Nearly all plants photosynthesize. It is how they get energy to survive, since they don't have mouths to eat food. Even carnivorous plants (pitcher plant, venus fly trap) photosynthesize because what they eat gives them nutrients like protein but not much energy. The one rare exception are parasitic plants. Parasitic plants don't have regular roots - they stick roots into other plants and steal nutrients from those plants. Even then, most parasites photosynthesize themselves and mostly steal nutrients. There are some, however, that don't photosynthesize at all -- often parasites on roots that live underground. I've seen "Ghost pipe" in Michigan so it is probably in Ohio, too, as well as a few others. These can be recognized as full parasites because they have no green parts (occasionally you'll see red/purple or yellow parts that can photosynthesize in some plants, but photosynthesis is almost always green and never white). https://www.botany.org/Parasitic_Plants/
One little diversion - this is a video of a parasitic plant that does photosynthesize, but is interesting anyway. Did you know that mistletoe (like christmas mistletoe) is a parasite on other plants?

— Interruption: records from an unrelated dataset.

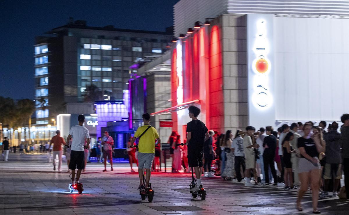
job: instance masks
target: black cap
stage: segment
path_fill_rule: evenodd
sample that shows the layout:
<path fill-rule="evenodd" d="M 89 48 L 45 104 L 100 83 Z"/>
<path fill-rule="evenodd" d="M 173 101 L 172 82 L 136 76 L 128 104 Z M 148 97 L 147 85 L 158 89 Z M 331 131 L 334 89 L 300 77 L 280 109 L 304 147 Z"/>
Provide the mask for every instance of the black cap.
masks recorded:
<path fill-rule="evenodd" d="M 85 116 L 83 114 L 80 114 L 77 117 L 77 121 L 83 121 L 85 120 Z"/>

And that it has seeds that are really sticky so a bird has to wipe them off its butt after eating them, which is what gets them dispersed to new branches to grow on? Weird, huh? Tell your family that at Christmas. https://www.youtube.com/watch?v=qQnaIZtbv18
For my favorite plant, I'll tell you what I told Nathan when he asked the same question: I'm not sure I have a favorite.... Maybe the sundews because they're so weird, or columbines for their unusual flowers. Actually, I think my favorites are anything in the Ericaceae family like azaleas, rhododendron and especially Mountain Laurel. Mountain Laurels have pretty color on the wood and bark, they grow in lots of beautiful places, but rarely in ugly places, and have really curious flowers. The flowers are pretty white clusters with spots on them. When a bee lands to drink some nectar -- THWACK an anther flies forward and slams a sticky bit of pollen on the bee's back.
Like so many of the mentors I'm lucky to work with this session, Jeff has gone above and beyond asking and answering questions with his team, but involves them in topics the kids find it easy to get passionate and curious about. This school group LOVES weird plants! His links and details about carnivorous and non-photosynthesizing and parasitic plants I think will really open the students minds beyond just this photosynthesis project (while still being helpful and on topic!)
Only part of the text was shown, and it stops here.